Und noch eine Eigenheit in Finanzdingen teilen Mensch und Affe, berichtet „bild der wissenschaft“: Bei beiden ist die Angst vor einem Verlust größer als die Freude über einen Gewinn. Gut illustriert wird dieses Prinzip durch ein Spiel, das Keith Chen und Laurie Santos von der Yale-Universität mit einigen Kapuzineräffchen machten. Dabei mussten die Affen für ein Obststück eine Münze auf den Tisch legen, bekamen aber bei jedem zweiten Einkauf gratis ein zweites Stück obendrauf. Dann drehten die Forscher das Spiel um: Die pelzigen Probanden bekamen für eine Münze offiziell zwei Obststücke, wurden aber in jedem zweiten Tauschhandel um eines davon betrogen.

Obwohl die Chancen objektiv betrachtet völlig gleich waren – in beiden Fällen bekamen die Affen abwechselnd ein oder zwei Obststücke –, mochten die Tiere das zweite Spiel überhaupt nicht: Durften sie zwischen den beiden Varianten wählen, entschieden sie sich in 75 Prozent der Fälle für das erste Spiel.
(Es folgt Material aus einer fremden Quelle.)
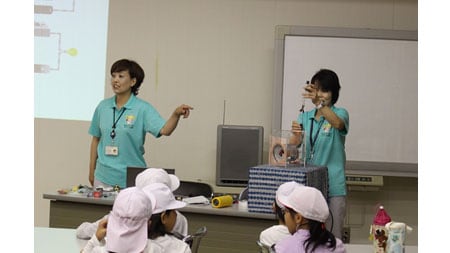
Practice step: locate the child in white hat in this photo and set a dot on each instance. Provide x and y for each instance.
(151, 175)
(275, 233)
(126, 226)
(305, 212)
(157, 175)
(164, 218)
Auch Menschen haben eine starke Abneigung gegenüber Situationen, in denen ihnen Verluste drohen, und ziehen Bonussysteme selbst dann vor, wenn sie im Endeffekt weniger einbringen als die Alternative. Zusätzlich steigt ein Objekt in dem Moment auf der persönlichen Skala im Wert, in dem man es in Besitz nimmt – ein Phänomen, das auch „Endowment-Effekt“ genannt wird.

Aus diesem Grund verkaufen Hausbesitzer ihre Häuser sogar dann nur sehr zögerlich unter dem selbst gezahlten Preis, wenn sie monatlich immense Summen hineinstecken müssen. Peter Hammerstein, Wirtschaftswissenschaftler von der Berliner Humboldt-Universität, erklärt es so: „Dieser Instinkt hat zur Folge, dass der Erstinhaber bereit ist, viel mehr in den Erhalt seines Besitzes zu investieren, als Eindringlinge aufbieten wollen, um dem Eigentümer das Gut abzuluchsen“ – und das gilt für Menschen wie für Affen.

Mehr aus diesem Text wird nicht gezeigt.